My point is more that if this outcome wasn't entirely predictable to the people in the courts system who set this situation up, it's indicative of deeper problems with their assumptions. I'm happy to go into what I think those problems are (though it would be an essay) but a single shocking example is often enough to act as an intuition pump.
Even if their morality stops there, ot's a good first step to separate a natural class of physically more powerful rapists (men rapists), from a natural class of physically less powerful potential victims (women), no?
Or should our morality stop at: "since we can't or don't protect everybody let's leave an obvious, extremely vulnerable, and much more common (male-> female rape vs male->male rape) victim class unprotected?"

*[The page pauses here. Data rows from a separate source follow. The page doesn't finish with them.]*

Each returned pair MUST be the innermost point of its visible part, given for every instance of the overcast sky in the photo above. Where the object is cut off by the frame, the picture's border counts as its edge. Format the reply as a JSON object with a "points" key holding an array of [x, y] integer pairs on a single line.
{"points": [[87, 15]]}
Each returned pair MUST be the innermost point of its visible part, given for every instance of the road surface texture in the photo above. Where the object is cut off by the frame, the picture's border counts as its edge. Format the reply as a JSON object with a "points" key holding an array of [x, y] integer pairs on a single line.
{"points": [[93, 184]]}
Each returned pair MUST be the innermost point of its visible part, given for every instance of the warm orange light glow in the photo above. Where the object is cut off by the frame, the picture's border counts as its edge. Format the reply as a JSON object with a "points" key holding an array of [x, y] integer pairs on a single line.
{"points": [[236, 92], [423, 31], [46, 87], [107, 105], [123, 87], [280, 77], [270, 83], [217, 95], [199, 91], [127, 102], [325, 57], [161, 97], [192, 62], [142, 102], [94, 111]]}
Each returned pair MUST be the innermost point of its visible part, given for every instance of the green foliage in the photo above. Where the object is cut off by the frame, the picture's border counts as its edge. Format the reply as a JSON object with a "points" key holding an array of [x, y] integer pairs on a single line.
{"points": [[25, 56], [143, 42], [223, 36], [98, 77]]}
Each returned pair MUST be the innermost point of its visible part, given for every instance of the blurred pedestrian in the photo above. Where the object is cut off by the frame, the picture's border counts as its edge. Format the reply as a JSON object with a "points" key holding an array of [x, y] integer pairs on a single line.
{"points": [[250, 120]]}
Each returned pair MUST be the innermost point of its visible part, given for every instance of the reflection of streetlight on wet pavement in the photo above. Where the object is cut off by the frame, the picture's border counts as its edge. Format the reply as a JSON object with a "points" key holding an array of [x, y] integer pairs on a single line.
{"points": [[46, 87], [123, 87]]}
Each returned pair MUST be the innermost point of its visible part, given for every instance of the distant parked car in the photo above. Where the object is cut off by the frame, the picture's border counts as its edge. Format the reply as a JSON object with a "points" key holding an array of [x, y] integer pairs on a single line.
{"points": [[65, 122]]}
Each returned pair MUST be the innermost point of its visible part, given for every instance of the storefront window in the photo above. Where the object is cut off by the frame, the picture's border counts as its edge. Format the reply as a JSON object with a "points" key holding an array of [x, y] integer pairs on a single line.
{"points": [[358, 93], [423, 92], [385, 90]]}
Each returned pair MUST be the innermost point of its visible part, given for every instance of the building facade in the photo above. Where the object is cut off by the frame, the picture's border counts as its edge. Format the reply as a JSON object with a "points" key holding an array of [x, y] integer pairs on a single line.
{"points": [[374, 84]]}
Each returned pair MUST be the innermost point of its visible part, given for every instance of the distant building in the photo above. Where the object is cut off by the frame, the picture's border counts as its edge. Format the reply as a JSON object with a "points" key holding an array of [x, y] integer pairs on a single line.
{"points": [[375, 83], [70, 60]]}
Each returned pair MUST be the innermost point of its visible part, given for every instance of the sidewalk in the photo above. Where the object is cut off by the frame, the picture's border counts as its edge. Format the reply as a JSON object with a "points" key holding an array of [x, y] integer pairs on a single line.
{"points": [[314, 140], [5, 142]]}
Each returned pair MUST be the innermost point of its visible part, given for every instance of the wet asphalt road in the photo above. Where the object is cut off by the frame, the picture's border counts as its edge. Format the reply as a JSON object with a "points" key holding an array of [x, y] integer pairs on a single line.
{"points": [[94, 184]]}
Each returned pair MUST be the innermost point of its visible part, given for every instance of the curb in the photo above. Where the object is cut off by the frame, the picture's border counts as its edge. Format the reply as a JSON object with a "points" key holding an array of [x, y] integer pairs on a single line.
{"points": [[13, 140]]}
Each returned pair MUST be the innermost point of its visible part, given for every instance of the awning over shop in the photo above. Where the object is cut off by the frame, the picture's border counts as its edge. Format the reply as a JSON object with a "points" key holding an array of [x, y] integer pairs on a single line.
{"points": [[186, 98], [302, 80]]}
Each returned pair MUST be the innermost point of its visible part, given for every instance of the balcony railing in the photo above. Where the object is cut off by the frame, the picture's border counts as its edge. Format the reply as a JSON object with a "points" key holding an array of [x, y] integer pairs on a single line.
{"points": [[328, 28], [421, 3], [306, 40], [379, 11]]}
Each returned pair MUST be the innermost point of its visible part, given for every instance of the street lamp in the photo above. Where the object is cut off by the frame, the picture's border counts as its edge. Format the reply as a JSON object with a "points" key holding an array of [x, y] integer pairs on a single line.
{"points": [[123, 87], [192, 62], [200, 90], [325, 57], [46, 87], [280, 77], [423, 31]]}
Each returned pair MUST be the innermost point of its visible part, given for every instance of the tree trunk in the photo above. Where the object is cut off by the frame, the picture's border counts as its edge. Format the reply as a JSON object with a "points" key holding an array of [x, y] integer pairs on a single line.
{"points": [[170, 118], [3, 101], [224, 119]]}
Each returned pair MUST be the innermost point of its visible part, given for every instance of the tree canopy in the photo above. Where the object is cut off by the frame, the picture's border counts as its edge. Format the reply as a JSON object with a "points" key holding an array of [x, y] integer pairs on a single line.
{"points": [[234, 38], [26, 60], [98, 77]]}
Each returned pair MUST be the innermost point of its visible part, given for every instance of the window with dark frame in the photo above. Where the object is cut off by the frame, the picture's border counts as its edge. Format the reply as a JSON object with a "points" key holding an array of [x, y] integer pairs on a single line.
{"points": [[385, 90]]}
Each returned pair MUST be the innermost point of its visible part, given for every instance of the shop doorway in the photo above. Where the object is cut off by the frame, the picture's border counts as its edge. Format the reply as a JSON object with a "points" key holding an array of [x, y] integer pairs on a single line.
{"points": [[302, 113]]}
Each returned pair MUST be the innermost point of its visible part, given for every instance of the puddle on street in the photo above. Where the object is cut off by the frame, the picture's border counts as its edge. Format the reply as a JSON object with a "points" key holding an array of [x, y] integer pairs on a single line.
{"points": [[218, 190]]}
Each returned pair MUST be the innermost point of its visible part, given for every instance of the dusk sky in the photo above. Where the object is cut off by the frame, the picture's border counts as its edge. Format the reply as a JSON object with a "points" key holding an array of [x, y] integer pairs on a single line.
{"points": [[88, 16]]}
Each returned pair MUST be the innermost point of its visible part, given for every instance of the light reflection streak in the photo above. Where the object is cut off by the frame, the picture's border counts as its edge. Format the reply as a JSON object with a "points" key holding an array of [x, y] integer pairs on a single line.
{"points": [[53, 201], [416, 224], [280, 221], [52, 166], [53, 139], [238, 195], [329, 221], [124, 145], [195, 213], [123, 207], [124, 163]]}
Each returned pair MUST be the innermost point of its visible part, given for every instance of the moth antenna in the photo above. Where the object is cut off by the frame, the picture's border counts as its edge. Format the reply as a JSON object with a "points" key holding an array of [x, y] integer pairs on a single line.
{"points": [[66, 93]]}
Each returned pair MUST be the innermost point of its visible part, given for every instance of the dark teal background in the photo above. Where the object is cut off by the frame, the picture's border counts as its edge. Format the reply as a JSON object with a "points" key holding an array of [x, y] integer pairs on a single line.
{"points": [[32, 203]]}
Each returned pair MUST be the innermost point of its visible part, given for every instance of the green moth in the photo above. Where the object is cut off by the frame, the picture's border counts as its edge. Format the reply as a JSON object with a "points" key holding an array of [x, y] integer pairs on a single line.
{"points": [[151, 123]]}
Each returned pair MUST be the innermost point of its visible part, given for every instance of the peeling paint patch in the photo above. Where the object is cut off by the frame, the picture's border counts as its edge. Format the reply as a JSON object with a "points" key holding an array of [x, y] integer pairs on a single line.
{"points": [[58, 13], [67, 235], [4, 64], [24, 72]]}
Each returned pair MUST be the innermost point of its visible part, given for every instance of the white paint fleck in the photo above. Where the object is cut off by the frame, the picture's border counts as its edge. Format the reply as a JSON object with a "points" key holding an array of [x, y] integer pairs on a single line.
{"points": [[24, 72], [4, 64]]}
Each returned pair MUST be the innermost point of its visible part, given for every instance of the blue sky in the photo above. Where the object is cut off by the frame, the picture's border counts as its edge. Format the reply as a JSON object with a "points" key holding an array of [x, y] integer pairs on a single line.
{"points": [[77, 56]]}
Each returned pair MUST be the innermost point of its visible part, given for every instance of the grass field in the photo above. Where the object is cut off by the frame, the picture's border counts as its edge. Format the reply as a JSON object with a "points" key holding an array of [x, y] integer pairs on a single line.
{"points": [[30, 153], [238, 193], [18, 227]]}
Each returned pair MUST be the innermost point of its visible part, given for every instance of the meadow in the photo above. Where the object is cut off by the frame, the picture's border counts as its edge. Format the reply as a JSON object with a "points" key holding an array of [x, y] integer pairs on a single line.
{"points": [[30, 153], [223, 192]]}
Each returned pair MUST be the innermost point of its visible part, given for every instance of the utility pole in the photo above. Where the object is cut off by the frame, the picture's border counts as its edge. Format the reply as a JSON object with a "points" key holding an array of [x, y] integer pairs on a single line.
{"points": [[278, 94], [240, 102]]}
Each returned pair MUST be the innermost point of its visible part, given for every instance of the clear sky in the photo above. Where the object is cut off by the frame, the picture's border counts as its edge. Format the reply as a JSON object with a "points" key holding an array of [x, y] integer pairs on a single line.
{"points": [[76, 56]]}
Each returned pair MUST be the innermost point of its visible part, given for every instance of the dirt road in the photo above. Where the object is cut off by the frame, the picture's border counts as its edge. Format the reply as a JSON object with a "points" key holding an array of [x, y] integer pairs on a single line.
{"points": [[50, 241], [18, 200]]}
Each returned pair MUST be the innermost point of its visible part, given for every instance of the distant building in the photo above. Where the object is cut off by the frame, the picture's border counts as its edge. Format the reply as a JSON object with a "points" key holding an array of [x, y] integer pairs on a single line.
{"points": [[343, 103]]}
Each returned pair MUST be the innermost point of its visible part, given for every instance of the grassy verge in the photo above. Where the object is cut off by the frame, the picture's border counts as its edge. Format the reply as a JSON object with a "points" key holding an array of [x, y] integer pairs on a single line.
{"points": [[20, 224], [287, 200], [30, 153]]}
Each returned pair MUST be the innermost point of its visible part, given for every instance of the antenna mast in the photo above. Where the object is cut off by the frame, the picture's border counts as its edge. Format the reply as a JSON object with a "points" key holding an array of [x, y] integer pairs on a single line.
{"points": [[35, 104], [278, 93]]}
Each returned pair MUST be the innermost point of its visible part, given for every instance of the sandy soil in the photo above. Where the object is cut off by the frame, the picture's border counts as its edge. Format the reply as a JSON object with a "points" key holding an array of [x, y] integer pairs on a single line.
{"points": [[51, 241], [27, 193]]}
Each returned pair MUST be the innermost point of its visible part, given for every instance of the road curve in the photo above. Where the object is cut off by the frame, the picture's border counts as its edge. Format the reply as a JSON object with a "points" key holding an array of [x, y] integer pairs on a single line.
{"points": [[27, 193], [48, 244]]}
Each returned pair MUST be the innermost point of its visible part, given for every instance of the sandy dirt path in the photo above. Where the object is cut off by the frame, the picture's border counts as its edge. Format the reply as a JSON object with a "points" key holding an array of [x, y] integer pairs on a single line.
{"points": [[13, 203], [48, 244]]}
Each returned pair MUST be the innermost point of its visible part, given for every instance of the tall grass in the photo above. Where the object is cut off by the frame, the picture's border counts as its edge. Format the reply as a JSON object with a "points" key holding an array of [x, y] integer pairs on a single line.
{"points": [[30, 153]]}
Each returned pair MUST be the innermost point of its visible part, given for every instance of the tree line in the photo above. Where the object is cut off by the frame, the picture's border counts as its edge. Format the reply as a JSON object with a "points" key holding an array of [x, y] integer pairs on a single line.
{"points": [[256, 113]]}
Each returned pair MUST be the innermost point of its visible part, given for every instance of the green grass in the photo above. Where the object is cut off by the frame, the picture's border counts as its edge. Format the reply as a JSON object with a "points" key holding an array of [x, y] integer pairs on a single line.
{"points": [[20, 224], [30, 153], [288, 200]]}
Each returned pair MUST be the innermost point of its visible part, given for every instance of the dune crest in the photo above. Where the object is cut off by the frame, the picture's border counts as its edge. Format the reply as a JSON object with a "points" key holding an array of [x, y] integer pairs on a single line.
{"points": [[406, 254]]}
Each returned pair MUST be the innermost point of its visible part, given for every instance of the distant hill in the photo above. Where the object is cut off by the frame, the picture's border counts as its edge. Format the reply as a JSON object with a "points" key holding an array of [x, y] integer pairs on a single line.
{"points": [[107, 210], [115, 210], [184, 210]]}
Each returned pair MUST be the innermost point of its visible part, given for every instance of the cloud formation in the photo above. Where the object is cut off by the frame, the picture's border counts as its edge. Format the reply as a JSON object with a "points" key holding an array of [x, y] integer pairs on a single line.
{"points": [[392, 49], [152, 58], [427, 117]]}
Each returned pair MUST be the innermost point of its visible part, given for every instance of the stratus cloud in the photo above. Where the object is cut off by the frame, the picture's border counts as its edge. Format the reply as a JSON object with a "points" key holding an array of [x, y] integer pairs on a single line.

No-one is okay with any of this but it makes no sense whatsoever to try to solve a problem within men's prisons, i.e. men raping men, by moving some of these men to women's prisons.
Women's prisons do not exist for the purpose of forcing women to be human shields against male-on-male sexual violence.
You don't fix prisons by moving inmates. Having inmates socially interact with large groups of other inmates doesn't sound healthy or wise gender not withstanding. You can't put a group together who's only common interest is crime. Each criminal should be housed separately and socialized with trained pros who can help them work through why they are there. It would pay for itself when criminals don't return to crime. At least make it available for the last 6 months
Or female rapists who rape other females with females?
Your morality stops at protecting females against males?